ABB

Der Blick auf das Gesamtsystem

| Autor / Redakteur: Olaf Meier / Stefanie Michel

Um wettbewerbsfähig zu bleiben, setzten Premiumanbieter auf kundenspezifische Systemlösungen aus einer Hand.
Um wettbewerbsfähig zu bleiben, setzten Premiumanbieter auf kundenspezifische Systemlösungen aus einer Hand. (Bilder: ABB)

Der Maschinenbau benötigt statt einzelner Komponenten zunehmend Systemlösungen, um im internationalen Wettbewerb zu bestehen. Dafür sind Systemlieferanten erforderlich, die sowohl alle notwendigen Komponenten der Automatisierungstechnik bieten als auch globale Services für die exportorientierten Kunden.

Der Wettbewerb im Maschinenbau wird immer herausfordernder, immer mehr frühere „Billig­anbieter“ haben die Qualität ihrer Produkte verbessert und erschweren es gerade deutschen Unternehmen, für das „Made in Germany“ höhere Preise zu rechtfertigen. Die Hersteller von Maschinen und Komponenten reagieren darauf; das zeigt auch die Studie „Zukunftsperspektive deutscher Maschinenbau“, die der Verband Deutscher Maschinen- und Anlagenbau (VDMA) und die Unternehmensberatung McKinsey & Company gemeinsam erstellt haben. Zum einen setzen die Premiumanbieter verstärkt auf kundenspezifische Systemlösungen. Zum anderen steigern sie die Produktivität ihrer eigenen Fertigung durch eine noch weitergehende Automatisierung ihrer Prozesse.

Der Fokus liegt dabei vor allem auf der Digitalisierung und Vernetzung der kompletten Wertschöpfungskette.

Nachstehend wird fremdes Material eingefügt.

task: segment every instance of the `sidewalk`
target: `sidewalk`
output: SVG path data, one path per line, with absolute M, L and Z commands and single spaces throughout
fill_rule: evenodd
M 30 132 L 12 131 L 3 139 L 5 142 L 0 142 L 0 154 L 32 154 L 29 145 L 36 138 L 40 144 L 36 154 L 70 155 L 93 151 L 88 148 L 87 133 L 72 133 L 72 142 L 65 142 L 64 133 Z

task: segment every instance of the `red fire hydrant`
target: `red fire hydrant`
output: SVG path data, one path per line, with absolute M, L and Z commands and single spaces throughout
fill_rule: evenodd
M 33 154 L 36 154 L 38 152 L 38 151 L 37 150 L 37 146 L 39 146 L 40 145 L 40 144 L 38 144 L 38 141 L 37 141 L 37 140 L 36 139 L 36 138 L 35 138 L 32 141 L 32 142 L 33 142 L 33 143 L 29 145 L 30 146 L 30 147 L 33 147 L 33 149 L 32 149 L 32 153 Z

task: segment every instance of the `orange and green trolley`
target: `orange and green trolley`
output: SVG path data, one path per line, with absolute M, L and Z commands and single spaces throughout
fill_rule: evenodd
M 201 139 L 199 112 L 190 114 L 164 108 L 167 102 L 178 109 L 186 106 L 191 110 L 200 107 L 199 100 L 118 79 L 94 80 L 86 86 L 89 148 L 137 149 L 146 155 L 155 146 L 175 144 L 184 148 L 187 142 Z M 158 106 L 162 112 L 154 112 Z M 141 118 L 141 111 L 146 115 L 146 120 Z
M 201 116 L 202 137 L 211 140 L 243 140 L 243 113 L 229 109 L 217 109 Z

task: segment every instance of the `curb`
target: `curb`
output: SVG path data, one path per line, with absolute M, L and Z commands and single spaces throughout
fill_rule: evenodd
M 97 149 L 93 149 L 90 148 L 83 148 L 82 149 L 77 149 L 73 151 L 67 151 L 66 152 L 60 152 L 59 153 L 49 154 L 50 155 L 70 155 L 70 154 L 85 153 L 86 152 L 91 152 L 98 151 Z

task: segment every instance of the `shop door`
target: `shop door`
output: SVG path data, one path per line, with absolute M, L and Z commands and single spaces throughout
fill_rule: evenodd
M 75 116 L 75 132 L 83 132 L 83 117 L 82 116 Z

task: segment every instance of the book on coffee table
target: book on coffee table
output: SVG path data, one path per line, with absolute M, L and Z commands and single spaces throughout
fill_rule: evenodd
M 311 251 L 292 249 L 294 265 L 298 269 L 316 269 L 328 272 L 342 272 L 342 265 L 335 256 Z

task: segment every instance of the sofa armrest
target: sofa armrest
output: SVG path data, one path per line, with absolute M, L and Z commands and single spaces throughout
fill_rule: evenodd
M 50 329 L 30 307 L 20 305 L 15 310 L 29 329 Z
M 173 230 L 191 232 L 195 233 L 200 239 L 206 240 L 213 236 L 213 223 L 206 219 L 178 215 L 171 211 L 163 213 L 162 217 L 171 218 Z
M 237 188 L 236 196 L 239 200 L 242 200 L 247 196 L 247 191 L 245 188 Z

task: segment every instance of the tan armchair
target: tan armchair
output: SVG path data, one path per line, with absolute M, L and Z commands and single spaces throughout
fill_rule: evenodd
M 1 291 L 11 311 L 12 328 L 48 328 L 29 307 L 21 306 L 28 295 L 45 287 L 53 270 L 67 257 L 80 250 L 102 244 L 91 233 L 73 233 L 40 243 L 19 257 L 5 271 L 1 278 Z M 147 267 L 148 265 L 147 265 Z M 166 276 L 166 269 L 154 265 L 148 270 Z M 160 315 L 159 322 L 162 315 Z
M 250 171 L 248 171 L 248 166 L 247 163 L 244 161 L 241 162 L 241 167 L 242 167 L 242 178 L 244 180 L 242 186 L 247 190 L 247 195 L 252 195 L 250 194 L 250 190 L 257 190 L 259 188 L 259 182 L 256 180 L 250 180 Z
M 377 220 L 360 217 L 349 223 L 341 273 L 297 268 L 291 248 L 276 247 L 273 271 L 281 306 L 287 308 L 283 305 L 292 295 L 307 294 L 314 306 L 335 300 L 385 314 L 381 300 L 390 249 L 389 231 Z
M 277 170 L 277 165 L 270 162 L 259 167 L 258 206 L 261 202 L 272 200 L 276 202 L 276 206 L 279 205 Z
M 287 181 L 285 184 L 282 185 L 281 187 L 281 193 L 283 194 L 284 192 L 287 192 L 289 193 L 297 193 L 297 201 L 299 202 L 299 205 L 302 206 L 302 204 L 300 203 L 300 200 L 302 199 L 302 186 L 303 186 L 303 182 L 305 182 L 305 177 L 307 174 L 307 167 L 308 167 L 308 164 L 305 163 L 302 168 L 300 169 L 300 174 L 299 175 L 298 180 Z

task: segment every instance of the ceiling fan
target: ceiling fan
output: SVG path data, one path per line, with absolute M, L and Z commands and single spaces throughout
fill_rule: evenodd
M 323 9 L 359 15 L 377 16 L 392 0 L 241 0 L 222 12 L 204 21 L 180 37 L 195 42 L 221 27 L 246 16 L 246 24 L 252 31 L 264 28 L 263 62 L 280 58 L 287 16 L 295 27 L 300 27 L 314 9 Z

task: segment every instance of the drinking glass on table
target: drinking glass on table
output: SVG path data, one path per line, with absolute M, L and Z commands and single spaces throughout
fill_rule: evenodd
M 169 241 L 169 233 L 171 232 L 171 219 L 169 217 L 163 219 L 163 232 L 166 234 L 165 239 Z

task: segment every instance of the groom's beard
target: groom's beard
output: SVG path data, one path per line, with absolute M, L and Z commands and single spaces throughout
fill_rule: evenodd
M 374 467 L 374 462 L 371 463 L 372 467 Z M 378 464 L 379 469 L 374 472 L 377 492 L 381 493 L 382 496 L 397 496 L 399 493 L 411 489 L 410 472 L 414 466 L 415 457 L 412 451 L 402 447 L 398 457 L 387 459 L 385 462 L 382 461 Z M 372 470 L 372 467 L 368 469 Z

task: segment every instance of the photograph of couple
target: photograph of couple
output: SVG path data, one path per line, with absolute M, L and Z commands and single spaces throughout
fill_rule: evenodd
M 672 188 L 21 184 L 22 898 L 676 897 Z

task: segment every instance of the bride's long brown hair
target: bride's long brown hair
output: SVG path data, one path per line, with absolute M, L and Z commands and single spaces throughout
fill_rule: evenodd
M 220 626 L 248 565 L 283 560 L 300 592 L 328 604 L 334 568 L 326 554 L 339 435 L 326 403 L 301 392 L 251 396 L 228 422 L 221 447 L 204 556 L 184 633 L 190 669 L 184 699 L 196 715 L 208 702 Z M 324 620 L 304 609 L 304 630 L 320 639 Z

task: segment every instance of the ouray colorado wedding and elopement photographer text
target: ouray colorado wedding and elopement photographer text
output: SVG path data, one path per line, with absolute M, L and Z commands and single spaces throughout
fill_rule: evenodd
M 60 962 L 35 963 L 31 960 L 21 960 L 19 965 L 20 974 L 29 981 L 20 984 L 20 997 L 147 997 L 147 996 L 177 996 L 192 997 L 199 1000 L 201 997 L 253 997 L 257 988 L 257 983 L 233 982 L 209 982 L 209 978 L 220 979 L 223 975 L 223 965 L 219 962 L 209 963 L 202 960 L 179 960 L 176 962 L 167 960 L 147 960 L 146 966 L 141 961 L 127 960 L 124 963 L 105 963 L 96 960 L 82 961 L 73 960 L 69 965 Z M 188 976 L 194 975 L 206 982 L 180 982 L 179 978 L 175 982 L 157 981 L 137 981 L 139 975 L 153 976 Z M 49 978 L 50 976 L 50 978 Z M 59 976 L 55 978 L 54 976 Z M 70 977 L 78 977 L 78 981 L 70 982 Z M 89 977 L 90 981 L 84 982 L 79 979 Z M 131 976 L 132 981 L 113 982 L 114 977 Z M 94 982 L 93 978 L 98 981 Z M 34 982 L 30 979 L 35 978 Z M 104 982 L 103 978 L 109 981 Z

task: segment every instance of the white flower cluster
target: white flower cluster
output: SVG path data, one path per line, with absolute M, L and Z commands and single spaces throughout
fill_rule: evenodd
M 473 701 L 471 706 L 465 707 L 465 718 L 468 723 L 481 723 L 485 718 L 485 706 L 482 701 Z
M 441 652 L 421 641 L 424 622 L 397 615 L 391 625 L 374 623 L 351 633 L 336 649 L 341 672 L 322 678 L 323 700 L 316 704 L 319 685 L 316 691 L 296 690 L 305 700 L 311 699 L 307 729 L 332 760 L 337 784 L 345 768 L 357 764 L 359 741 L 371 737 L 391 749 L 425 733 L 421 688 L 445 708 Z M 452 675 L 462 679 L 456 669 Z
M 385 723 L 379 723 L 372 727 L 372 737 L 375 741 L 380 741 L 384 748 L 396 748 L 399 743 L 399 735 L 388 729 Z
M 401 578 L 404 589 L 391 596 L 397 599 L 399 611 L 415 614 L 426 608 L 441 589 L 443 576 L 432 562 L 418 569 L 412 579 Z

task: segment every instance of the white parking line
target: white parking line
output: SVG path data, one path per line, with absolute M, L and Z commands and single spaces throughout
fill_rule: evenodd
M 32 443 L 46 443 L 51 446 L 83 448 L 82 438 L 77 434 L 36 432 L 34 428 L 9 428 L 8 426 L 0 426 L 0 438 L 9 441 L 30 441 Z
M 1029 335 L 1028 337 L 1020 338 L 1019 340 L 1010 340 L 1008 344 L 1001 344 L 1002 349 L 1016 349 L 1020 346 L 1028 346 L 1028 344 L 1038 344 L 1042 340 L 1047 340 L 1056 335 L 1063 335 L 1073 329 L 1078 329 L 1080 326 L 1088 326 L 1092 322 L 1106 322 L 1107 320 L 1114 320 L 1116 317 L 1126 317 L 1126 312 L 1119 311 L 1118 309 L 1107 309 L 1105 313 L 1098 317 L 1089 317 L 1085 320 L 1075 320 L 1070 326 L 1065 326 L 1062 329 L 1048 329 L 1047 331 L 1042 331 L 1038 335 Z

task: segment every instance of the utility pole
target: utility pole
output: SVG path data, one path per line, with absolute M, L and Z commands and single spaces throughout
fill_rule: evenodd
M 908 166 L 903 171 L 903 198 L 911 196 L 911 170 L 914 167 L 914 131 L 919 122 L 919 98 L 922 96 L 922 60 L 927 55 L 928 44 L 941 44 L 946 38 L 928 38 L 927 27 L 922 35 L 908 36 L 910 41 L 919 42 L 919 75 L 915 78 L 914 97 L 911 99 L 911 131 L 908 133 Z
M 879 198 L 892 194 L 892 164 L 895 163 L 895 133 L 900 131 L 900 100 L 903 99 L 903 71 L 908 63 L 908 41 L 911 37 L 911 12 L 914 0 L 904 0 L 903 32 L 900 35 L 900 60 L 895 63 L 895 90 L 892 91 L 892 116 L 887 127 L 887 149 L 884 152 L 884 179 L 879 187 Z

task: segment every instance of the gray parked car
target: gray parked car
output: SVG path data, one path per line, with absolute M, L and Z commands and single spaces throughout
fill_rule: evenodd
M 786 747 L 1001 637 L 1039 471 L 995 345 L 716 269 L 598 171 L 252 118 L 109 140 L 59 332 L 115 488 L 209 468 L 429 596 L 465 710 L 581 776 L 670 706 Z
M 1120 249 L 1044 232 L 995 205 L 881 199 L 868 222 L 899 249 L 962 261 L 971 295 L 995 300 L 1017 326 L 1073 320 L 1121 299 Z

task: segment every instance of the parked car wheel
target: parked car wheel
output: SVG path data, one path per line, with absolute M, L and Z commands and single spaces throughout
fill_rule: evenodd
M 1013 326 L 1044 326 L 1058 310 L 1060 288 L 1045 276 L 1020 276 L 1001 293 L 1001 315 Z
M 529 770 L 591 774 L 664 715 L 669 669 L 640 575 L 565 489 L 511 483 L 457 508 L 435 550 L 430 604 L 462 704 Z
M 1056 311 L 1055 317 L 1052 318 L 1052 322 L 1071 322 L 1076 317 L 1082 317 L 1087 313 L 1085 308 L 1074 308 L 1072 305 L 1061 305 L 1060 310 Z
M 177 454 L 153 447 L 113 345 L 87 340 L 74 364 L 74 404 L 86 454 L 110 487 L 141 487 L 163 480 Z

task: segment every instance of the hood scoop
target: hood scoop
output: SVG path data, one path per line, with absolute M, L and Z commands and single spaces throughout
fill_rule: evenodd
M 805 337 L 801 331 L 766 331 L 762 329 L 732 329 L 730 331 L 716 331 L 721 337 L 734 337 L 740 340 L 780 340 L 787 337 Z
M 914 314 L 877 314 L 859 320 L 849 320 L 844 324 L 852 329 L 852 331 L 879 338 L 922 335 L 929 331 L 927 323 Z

Diese wachsende Verbindung von Maschinenbau mit Elektrotechnik und Informationstechnologie wird in Deutschland mit dem Schlagwort „Industrie 4.0“ bedacht, ist aber weltweit zu beobachten. Zusammen mit steigenden Anforderungen in Sachen Energieeffizienz und Umweltschutz sind das Einflüsse, die Unternehmen berücksichtigen müssen, um im globalen Wettbewerb bestehen zu können.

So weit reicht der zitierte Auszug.